### Imports

We need to pull in a few packages first

In [1]:
import torch, h5py, numpy as np, glob, tqdm, sys, multiprocessing as mp
from uuid import uuid4 as uuidgen
sys.path.append('/scratch') # Set up local python environment
from Core import utils
from SparseNOvA import datasets

In [2]:
def match_truth(file, im_idx):
    '''Returns list of index locations of trainingdata for a given slicemap'''
    keys = ['run','subrun','cycle','evt','subevt']
    tag = { key: file['rec.training.slicemaps'][key][im_idx,0] for key in keys }
    mask = None
    for key in keys:
        m = (file['rec.training.trainingdata'][key][:,0] == tag[key])
        mask = m if mask is None else mask & m
    true_idx = mask.nonzero()[0]
    if len(true_idx) > 1:
        raise Exception(f'{len(true_idx)} truths found for slicemap {im_idx}.')
    return true_idx

def get_alias(flav):
    '''Function that alias interaction enum to the following list'''
    # [0 == nu_mu, 1 == nu_e, 2 == nu_tau, 3 == NC, 4 == others]
    if 0 <= flav < 4:    return 0
    elif 4 <= flav < 8:  return 1
    elif 8 <= flav < 12: return 2
    elif flav == 13:     return 3
    else:                return 4

def process_file(filename):
    
    file = h5py.File(filename, 'r')
    mask = np.nonzero(file['rec.mc']['nnu'][:,0]==1)[0]

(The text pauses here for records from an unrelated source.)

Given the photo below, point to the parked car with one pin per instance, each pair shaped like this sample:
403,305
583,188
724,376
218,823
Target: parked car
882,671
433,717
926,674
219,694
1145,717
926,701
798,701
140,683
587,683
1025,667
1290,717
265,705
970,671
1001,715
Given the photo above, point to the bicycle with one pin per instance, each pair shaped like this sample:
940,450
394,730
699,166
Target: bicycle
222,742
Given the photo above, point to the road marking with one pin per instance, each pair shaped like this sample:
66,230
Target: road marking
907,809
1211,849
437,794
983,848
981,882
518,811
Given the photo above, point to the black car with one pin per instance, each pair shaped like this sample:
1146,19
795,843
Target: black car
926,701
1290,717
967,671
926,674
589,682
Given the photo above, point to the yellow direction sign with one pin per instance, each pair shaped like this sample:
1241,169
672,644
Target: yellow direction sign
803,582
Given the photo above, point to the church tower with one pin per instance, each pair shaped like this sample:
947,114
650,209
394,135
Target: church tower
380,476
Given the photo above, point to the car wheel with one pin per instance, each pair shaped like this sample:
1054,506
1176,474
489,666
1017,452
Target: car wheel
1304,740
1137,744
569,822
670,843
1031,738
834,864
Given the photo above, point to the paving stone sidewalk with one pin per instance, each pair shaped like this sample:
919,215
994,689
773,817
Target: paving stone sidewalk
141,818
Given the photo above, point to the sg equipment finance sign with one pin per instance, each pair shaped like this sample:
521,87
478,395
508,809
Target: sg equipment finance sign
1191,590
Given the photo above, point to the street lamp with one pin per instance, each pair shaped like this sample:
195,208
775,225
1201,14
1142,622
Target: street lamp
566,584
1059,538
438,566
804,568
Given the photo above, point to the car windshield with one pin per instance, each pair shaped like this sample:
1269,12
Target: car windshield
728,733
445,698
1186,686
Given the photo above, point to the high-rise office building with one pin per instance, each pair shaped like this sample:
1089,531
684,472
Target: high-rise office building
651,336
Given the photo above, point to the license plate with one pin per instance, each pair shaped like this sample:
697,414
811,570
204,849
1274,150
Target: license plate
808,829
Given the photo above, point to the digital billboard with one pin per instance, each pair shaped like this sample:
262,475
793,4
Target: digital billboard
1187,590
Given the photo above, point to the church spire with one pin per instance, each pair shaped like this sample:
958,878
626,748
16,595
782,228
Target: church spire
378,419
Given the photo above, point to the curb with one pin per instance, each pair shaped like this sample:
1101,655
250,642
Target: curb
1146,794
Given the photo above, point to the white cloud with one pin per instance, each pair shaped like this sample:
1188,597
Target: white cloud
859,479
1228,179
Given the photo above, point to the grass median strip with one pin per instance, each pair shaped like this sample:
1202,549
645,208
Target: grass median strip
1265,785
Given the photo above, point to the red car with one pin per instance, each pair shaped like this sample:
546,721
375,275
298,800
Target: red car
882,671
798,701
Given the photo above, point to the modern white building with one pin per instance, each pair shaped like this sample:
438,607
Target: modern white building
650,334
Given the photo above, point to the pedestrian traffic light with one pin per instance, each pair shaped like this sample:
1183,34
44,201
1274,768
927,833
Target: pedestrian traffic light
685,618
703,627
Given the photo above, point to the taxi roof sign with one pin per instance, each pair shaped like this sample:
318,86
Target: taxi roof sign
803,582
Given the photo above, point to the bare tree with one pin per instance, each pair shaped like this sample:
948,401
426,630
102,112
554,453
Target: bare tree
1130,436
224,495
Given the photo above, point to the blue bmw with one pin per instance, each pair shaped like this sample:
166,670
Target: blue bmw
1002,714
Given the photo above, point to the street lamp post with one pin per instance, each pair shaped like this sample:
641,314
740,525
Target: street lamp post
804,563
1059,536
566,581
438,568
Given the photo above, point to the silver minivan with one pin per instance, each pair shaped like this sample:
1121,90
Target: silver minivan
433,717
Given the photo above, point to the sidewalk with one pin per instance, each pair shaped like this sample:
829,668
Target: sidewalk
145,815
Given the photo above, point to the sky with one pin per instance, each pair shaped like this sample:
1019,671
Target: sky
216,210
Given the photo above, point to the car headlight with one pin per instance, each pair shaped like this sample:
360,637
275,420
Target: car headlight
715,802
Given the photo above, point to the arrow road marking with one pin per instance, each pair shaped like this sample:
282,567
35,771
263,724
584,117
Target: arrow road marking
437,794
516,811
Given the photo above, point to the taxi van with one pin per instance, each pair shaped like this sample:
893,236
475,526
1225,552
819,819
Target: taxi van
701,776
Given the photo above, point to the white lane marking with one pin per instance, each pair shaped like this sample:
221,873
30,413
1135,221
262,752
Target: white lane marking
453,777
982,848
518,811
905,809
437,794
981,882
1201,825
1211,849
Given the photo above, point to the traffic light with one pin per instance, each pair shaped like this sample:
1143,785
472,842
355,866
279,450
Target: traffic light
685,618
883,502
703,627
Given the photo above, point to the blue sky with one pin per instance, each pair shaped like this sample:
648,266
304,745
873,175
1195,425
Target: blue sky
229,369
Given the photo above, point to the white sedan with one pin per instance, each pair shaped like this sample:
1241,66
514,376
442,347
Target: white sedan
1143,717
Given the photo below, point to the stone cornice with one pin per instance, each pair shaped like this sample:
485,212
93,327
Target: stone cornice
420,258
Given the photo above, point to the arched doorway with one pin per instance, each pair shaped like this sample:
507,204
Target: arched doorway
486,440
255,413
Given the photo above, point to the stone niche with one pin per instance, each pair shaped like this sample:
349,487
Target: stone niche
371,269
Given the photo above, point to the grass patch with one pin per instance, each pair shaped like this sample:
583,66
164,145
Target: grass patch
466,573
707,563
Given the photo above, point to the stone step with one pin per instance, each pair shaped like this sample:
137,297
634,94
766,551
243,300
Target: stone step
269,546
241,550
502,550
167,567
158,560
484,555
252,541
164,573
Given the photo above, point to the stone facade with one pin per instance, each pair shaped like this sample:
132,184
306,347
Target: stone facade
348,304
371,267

    # Loop over each neutrino image to look for the associated truth
    for i, nu in enumerate(mask):
        true_idx = match_truth(file, nu)
        if len(true_idx) == 0: continue
        image = file['rec.training.slicemaps']['slicemap'][nu]
        xview, yview = image.reshape(2, 448, 384)[:]
        truth = get_alias(file['rec.training.trainingdata']['interaction'][true_idx,0][0])
        xsparse = torch.tensor(xview).float().to_sparse()
        ysparse = torch.tensor(yview).float().to_sparse()
        data = { 'xfeats': xsparse._values().unsqueeze(dim=-1),
                 'xcoords': xsparse._indices().T.int(),
                 'yfeats': ysparse._values().unsqueeze(dim=-1),
                 'ycoords': ysparse._indices().T.int(),
                 'truth': torch.tensor(truth).long() }
        torch.save(data, f'/data/mp5/processed/{uuidgen()}.pt')

### Preprocessing

Pull the interesting events out of the HDF5 files, preprocess them, and write them as individual PyTorch files instead.

In [None]:
nonswap = sorted(glob.glob('/data/mp5/nonswap/*.h5'))
fluxswap = sorted(glob.glob('/data/mp5/fluxswap/*.h5'))
tauswap = sorted(glob.glob('/data/mp5/tauswap/*.h5'))
files = nonswap + fluxswap + tauswap

with mp.Pool(processes=50) as pool: pool.map(process_file, files)

### Filtering

Remove all images with no hits in either view

In [11]:
files = glob.glob('/data/mp5/processed/*.pt')
for filename in files:
    data = torch.load(filename)
    if data['xcoords'].shape[0] == 0 or data['ycoords'].shape[0] == 0:
        print(f'{filename} is bad, removing.')
        os.remove(filename)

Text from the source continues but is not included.